Sports Direct founder blames online shopping for warehouse problems
08/06/2016
                    Mike Ashley, the founder of Sports Direct, said his organisation’s workforce had to grow steeply when consumers began to place large numbers of small-volume orders over the internet. In particular, the numbers of people working at the company’s biggest distribution centre at Shirebrook, near Mansfield in England, increased quickly. The site now employs more than 3,000 people, all but 200 of them hired from employment agencies.
This policy of using agency employees has attracted widespread criticism. Trade union organisations and undercover journalists said at the end of 2015 that workers had to wait in a line at the end of the working day to go through a security search before leaving the premises because Sports Direct is concerned about employee theft. Sports Direct distributes footwear, clothing and equipment on behalf of most major sports brands and itself owns a number of brands (including Lonsdale, Slazenger, Dunlop and Everlast). Delays meant people were often unable to leave on time but received no pay for the extra time they were on site.

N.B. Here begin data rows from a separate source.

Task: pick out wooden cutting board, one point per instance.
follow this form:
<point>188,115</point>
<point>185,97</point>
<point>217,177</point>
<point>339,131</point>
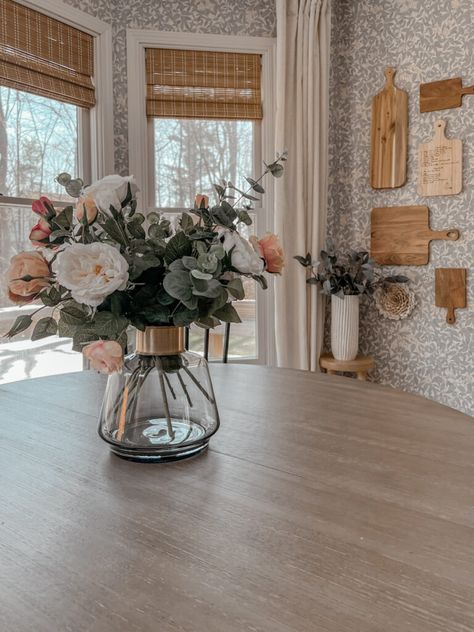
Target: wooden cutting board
<point>388,158</point>
<point>450,290</point>
<point>440,164</point>
<point>400,235</point>
<point>442,95</point>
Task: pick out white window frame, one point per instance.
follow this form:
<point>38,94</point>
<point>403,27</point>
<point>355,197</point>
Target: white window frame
<point>95,126</point>
<point>140,148</point>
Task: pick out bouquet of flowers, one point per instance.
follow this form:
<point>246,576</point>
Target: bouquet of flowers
<point>102,266</point>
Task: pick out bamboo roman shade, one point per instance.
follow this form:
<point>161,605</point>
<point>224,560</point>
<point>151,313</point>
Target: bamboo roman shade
<point>203,84</point>
<point>44,56</point>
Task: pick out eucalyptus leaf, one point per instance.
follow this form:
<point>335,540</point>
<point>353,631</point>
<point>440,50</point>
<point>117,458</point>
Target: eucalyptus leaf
<point>177,247</point>
<point>21,324</point>
<point>44,327</point>
<point>236,288</point>
<point>212,291</point>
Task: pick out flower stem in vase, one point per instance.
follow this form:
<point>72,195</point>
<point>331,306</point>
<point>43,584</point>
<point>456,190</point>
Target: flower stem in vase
<point>185,390</point>
<point>203,391</point>
<point>159,366</point>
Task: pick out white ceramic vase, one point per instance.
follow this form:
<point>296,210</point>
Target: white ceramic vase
<point>345,327</point>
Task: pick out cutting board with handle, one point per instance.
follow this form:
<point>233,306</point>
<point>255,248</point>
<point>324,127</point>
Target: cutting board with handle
<point>442,95</point>
<point>389,136</point>
<point>450,290</point>
<point>401,235</point>
<point>440,164</point>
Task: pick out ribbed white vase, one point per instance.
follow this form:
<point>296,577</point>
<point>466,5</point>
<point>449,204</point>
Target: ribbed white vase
<point>344,327</point>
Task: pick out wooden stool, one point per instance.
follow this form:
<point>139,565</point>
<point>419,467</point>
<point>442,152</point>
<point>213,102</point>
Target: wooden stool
<point>360,366</point>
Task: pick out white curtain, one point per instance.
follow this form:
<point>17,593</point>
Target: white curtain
<point>302,98</point>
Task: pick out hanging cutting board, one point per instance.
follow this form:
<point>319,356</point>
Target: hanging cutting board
<point>400,235</point>
<point>388,158</point>
<point>450,289</point>
<point>442,95</point>
<point>440,164</point>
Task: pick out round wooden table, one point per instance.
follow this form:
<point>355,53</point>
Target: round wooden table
<point>322,505</point>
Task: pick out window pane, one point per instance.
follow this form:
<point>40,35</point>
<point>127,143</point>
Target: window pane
<point>38,140</point>
<point>190,155</point>
<point>20,358</point>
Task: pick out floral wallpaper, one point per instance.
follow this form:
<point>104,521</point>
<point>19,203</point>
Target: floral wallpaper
<point>424,40</point>
<point>245,17</point>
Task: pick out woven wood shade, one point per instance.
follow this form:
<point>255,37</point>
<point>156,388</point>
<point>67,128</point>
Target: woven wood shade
<point>44,56</point>
<point>203,84</point>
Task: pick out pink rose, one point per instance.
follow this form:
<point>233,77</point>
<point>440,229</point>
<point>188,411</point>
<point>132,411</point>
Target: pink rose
<point>201,201</point>
<point>269,248</point>
<point>105,356</point>
<point>40,232</point>
<point>27,275</point>
<point>88,207</point>
<point>43,206</point>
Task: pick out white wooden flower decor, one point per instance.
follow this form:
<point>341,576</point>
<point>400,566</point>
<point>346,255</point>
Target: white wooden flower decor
<point>395,301</point>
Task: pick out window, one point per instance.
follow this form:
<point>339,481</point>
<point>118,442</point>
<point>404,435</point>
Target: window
<point>47,111</point>
<point>204,123</point>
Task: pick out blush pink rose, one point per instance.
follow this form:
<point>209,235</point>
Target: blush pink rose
<point>269,248</point>
<point>86,206</point>
<point>201,201</point>
<point>105,356</point>
<point>43,206</point>
<point>40,232</point>
<point>27,275</point>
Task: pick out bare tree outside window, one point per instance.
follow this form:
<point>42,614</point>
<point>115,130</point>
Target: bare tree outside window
<point>38,140</point>
<point>190,155</point>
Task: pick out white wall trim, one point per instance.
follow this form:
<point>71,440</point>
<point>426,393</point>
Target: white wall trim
<point>101,116</point>
<point>137,41</point>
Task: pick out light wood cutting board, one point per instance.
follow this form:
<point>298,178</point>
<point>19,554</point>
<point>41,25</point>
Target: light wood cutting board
<point>400,235</point>
<point>450,290</point>
<point>442,95</point>
<point>388,158</point>
<point>440,164</point>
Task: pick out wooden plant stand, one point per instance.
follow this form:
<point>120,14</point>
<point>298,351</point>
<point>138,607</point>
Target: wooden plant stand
<point>360,366</point>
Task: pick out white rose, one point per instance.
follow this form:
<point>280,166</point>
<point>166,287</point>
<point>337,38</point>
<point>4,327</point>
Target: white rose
<point>91,272</point>
<point>110,191</point>
<point>244,258</point>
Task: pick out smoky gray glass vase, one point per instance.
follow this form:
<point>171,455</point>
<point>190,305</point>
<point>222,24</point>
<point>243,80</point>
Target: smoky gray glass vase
<point>161,406</point>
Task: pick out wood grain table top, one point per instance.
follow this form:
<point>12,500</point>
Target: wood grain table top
<point>322,505</point>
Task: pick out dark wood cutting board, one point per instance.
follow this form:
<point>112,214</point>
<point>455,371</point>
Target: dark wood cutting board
<point>442,95</point>
<point>400,235</point>
<point>450,290</point>
<point>388,157</point>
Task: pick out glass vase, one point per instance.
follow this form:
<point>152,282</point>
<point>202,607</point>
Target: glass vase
<point>161,405</point>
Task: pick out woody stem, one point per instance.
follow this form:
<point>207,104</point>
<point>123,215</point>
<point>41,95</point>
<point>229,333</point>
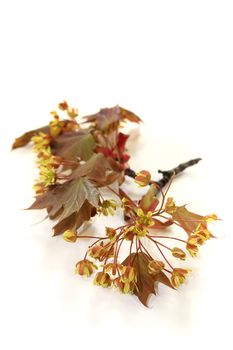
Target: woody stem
<point>167,174</point>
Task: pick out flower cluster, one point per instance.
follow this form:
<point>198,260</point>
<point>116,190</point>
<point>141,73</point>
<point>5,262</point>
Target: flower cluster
<point>145,219</point>
<point>75,160</point>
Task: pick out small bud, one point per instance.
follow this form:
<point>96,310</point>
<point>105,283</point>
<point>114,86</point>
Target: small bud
<point>211,217</point>
<point>102,279</point>
<point>85,268</point>
<point>70,236</point>
<point>192,249</point>
<point>145,219</point>
<point>202,232</point>
<point>108,207</point>
<point>128,274</point>
<point>63,106</point>
<point>96,252</point>
<point>126,288</point>
<point>155,267</point>
<point>178,276</point>
<point>111,233</point>
<point>170,206</point>
<point>178,253</point>
<point>72,112</point>
<point>143,178</point>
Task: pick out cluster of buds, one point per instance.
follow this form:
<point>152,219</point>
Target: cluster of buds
<point>178,253</point>
<point>103,279</point>
<point>143,178</point>
<point>71,112</point>
<point>178,276</point>
<point>58,126</point>
<point>111,233</point>
<point>101,251</point>
<point>47,162</point>
<point>198,238</point>
<point>142,223</point>
<point>85,268</point>
<point>107,207</point>
<point>70,236</point>
<point>127,281</point>
<point>144,219</point>
<point>41,142</point>
<point>155,267</point>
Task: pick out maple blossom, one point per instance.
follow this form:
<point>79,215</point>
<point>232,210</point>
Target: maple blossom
<point>77,159</point>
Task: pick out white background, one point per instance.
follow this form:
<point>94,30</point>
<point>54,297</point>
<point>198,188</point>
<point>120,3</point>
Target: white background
<point>171,63</point>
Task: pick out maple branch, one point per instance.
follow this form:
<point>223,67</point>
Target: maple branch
<point>167,174</point>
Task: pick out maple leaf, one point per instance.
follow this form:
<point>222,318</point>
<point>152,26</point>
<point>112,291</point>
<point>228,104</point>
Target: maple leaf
<point>24,139</point>
<point>61,201</point>
<point>146,283</point>
<point>75,220</point>
<point>116,152</point>
<point>99,169</point>
<point>72,145</point>
<point>189,221</point>
<point>149,201</point>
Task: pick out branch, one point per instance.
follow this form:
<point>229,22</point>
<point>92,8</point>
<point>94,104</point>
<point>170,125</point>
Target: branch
<point>167,174</point>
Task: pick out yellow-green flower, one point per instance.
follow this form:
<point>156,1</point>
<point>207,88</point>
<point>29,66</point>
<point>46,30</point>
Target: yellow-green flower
<point>85,268</point>
<point>70,236</point>
<point>178,276</point>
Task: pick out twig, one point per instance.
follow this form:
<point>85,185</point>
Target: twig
<point>167,174</point>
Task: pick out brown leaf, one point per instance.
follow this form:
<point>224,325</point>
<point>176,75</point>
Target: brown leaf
<point>26,137</point>
<point>188,220</point>
<point>146,282</point>
<point>98,169</point>
<point>149,201</point>
<point>75,220</point>
<point>161,225</point>
<point>107,117</point>
<point>73,145</point>
<point>62,201</point>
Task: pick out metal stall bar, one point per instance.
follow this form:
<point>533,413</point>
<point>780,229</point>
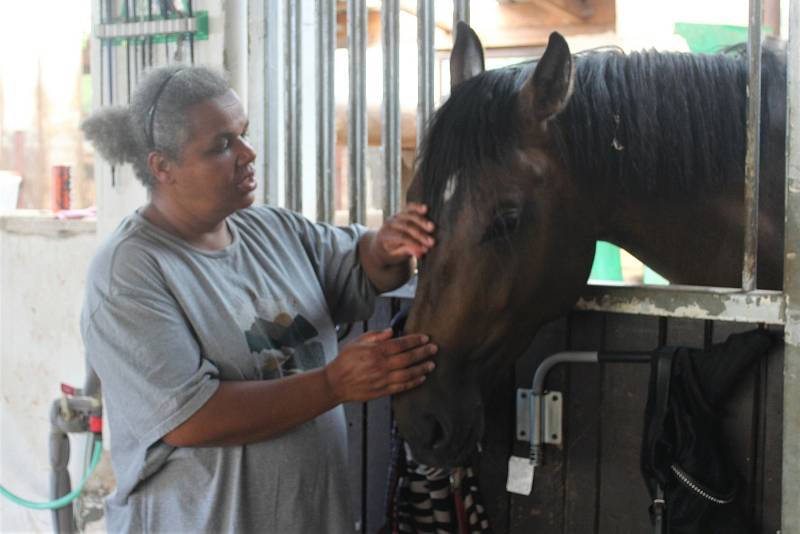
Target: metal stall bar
<point>460,13</point>
<point>390,138</point>
<point>326,108</point>
<point>357,131</point>
<point>425,34</point>
<point>790,512</point>
<point>752,158</point>
<point>293,114</point>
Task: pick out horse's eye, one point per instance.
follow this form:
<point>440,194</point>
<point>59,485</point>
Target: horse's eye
<point>504,224</point>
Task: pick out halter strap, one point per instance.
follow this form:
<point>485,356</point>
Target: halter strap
<point>151,113</point>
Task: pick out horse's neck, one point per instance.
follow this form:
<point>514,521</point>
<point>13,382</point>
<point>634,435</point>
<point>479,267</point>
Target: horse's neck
<point>693,239</point>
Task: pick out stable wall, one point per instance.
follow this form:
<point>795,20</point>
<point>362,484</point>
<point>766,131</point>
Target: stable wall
<point>43,262</point>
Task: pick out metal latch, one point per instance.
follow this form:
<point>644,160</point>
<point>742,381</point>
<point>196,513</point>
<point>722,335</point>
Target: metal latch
<point>551,417</point>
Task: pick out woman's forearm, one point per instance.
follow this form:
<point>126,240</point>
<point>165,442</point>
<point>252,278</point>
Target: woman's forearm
<point>243,412</point>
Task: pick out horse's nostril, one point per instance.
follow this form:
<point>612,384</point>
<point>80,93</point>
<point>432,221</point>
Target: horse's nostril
<point>437,437</point>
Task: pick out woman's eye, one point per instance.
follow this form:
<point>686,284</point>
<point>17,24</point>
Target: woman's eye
<point>504,224</point>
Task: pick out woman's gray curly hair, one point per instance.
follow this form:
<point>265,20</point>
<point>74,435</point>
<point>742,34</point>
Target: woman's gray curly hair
<point>122,134</point>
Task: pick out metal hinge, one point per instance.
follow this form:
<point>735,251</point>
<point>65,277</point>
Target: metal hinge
<point>551,424</point>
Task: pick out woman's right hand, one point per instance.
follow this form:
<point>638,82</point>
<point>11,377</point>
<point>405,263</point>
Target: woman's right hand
<point>376,365</point>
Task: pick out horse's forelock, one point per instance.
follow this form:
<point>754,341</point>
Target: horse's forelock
<point>476,127</point>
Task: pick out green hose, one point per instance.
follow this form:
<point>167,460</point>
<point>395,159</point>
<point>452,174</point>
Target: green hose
<point>66,499</point>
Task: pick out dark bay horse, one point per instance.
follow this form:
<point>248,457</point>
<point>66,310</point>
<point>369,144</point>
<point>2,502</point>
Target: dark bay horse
<point>525,167</point>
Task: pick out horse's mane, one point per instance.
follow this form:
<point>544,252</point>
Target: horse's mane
<point>649,121</point>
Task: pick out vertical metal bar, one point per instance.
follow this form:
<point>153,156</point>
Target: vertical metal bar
<point>751,167</point>
<point>460,13</point>
<point>357,131</point>
<point>293,117</point>
<point>390,138</point>
<point>790,512</point>
<point>425,34</point>
<point>326,110</point>
<point>190,13</point>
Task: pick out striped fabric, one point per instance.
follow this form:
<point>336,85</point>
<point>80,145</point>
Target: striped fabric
<point>432,500</point>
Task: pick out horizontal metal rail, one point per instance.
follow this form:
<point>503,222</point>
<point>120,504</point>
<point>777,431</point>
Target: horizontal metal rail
<point>690,302</point>
<point>146,28</point>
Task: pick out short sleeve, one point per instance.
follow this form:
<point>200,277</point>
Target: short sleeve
<point>150,365</point>
<point>333,250</point>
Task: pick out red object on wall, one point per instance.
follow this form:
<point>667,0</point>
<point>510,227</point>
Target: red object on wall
<point>61,187</point>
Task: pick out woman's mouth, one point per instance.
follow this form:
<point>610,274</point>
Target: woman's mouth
<point>247,183</point>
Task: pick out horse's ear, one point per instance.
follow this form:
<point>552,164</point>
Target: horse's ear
<point>466,59</point>
<point>546,91</point>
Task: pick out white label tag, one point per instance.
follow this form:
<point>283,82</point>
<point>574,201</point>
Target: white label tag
<point>520,475</point>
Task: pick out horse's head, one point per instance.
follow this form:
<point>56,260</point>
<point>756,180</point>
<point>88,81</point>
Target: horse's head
<point>514,245</point>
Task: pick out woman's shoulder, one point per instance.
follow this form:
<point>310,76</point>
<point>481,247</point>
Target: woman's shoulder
<point>127,258</point>
<point>271,220</point>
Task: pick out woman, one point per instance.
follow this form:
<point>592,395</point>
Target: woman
<point>211,326</point>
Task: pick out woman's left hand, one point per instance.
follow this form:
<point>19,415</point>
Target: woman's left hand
<point>408,233</point>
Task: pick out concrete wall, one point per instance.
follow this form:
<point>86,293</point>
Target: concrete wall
<point>43,262</point>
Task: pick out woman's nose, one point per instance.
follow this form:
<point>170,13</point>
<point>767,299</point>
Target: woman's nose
<point>247,154</point>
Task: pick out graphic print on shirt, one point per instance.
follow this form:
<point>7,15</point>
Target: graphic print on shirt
<point>283,344</point>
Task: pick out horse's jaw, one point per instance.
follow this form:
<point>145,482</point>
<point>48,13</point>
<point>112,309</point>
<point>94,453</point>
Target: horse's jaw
<point>444,433</point>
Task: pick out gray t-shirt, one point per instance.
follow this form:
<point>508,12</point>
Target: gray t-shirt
<point>164,322</point>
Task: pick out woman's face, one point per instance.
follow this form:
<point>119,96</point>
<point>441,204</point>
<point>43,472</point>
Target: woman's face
<point>214,174</point>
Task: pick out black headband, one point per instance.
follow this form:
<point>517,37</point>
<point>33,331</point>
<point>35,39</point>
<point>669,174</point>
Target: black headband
<point>151,113</point>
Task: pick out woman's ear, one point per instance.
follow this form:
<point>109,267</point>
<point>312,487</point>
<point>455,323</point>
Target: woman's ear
<point>160,167</point>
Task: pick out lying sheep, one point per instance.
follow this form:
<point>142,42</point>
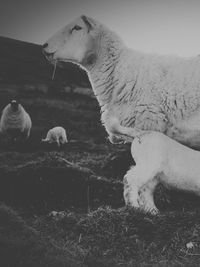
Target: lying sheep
<point>160,159</point>
<point>15,122</point>
<point>56,135</point>
<point>140,91</point>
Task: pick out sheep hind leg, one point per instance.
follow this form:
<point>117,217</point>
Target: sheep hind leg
<point>146,196</point>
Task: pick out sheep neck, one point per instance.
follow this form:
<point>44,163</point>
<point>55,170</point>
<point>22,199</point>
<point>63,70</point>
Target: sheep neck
<point>102,73</point>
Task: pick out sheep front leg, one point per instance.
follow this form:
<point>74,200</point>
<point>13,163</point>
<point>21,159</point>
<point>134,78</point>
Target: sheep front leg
<point>139,185</point>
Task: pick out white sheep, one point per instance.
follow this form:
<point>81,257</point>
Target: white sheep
<point>160,159</point>
<point>56,135</point>
<point>15,122</point>
<point>135,90</point>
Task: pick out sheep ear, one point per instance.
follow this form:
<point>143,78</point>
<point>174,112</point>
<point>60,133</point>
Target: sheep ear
<point>87,22</point>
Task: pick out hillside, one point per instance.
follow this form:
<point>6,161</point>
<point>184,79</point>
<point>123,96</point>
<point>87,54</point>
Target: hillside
<point>23,62</point>
<point>63,207</point>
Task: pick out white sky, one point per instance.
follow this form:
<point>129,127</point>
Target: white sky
<point>158,26</point>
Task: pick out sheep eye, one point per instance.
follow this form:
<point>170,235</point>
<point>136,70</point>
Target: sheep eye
<point>76,28</point>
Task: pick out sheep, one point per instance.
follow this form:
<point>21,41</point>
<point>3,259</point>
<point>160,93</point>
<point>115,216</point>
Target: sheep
<point>15,122</point>
<point>137,91</point>
<point>56,135</point>
<point>159,159</point>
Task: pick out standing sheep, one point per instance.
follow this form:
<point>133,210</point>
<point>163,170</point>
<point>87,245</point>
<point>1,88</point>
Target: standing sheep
<point>15,122</point>
<point>136,91</point>
<point>160,159</point>
<point>56,135</point>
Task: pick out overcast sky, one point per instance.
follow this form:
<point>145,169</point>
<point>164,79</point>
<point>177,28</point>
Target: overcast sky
<point>158,26</point>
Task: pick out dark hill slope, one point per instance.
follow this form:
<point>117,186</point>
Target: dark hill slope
<point>23,62</point>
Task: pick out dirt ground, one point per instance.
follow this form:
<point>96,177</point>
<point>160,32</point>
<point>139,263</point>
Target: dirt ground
<point>64,206</point>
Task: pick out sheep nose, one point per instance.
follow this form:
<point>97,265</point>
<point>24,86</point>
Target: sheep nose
<point>45,45</point>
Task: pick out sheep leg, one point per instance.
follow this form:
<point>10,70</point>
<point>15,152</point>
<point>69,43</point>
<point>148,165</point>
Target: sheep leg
<point>131,188</point>
<point>146,196</point>
<point>139,185</point>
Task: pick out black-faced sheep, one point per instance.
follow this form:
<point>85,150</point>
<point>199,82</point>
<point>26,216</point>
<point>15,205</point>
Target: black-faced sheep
<point>15,122</point>
<point>139,91</point>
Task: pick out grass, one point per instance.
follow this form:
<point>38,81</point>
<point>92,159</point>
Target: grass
<point>83,182</point>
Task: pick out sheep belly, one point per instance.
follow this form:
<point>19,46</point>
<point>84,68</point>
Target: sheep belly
<point>183,171</point>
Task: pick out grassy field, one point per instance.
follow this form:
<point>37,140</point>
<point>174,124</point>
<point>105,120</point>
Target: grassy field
<point>64,207</point>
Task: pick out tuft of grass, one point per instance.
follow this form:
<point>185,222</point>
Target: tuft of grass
<point>128,237</point>
<point>22,246</point>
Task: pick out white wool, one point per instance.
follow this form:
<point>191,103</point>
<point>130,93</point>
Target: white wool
<point>142,91</point>
<point>159,159</point>
<point>15,120</point>
<point>56,135</point>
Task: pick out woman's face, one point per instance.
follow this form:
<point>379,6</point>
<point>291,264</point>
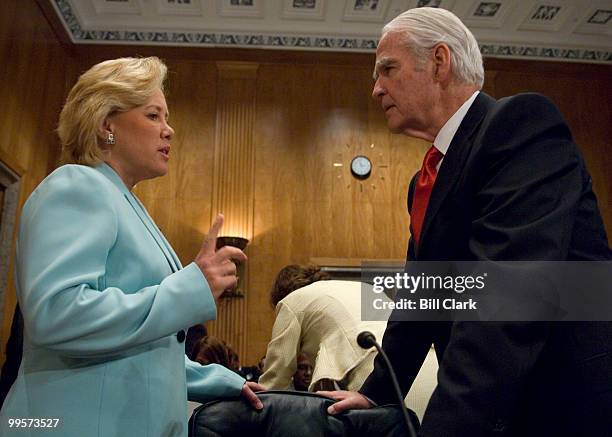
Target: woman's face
<point>142,141</point>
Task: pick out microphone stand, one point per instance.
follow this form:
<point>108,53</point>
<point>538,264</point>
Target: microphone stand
<point>366,340</point>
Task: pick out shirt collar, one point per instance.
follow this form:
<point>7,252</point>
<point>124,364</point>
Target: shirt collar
<point>112,175</point>
<point>448,131</point>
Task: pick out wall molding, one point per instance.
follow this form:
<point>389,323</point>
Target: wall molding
<point>79,35</point>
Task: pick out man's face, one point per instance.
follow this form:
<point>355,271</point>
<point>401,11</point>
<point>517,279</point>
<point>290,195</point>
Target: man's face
<point>303,375</point>
<point>404,88</point>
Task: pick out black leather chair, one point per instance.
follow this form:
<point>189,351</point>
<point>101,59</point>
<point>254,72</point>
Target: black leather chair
<point>294,414</point>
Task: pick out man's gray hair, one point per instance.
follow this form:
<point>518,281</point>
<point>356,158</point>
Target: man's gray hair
<point>423,28</point>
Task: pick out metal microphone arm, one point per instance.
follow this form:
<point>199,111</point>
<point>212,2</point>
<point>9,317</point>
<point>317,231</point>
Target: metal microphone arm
<point>366,340</point>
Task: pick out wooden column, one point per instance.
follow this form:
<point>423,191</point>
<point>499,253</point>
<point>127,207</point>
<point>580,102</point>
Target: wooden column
<point>233,177</point>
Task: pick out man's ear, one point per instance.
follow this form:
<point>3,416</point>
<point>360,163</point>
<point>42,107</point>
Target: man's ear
<point>442,63</point>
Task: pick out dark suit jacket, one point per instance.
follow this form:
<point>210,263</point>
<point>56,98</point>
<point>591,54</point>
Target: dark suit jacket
<point>512,186</point>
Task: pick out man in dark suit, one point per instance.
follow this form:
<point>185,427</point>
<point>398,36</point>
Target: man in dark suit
<point>503,181</point>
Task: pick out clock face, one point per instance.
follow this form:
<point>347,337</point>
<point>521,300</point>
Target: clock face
<point>361,167</point>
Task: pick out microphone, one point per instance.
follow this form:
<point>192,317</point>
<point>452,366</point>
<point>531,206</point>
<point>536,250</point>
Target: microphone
<point>366,340</point>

Politicians in the UK have taken note and, on June 7, Mr Ashley was asked to give evidence to a parliamentary committee. Questioned on this matter by members of parliament, he said he accepted that on the specific point of people having to wait in a queue, unpaid, to go through security and “for that specific time” workers were being paid below the legal minimum wage. He said the company had addressed this problem, and other criticisms since the end of 2015. He explained that the security area through which workers leave the distribution centre is “now ten times the size, and hundreds of people can walk through per minute”.
Asked by the politicians why his company, which reported turnover of almost £3 billion in 2015, hires fewer people directly than from agencies, he said the rise of internet shopping was the main reason. Mr Ashley explained: “It would have been impossible for us to grow as we have grown over the last 10 years and have taken all those people on ourselves. We could not have done it; it would have been physically impossible. No one could have predicted that internet growth; it came out of nowhere and it requires ten times the people that [traditional] retail does.”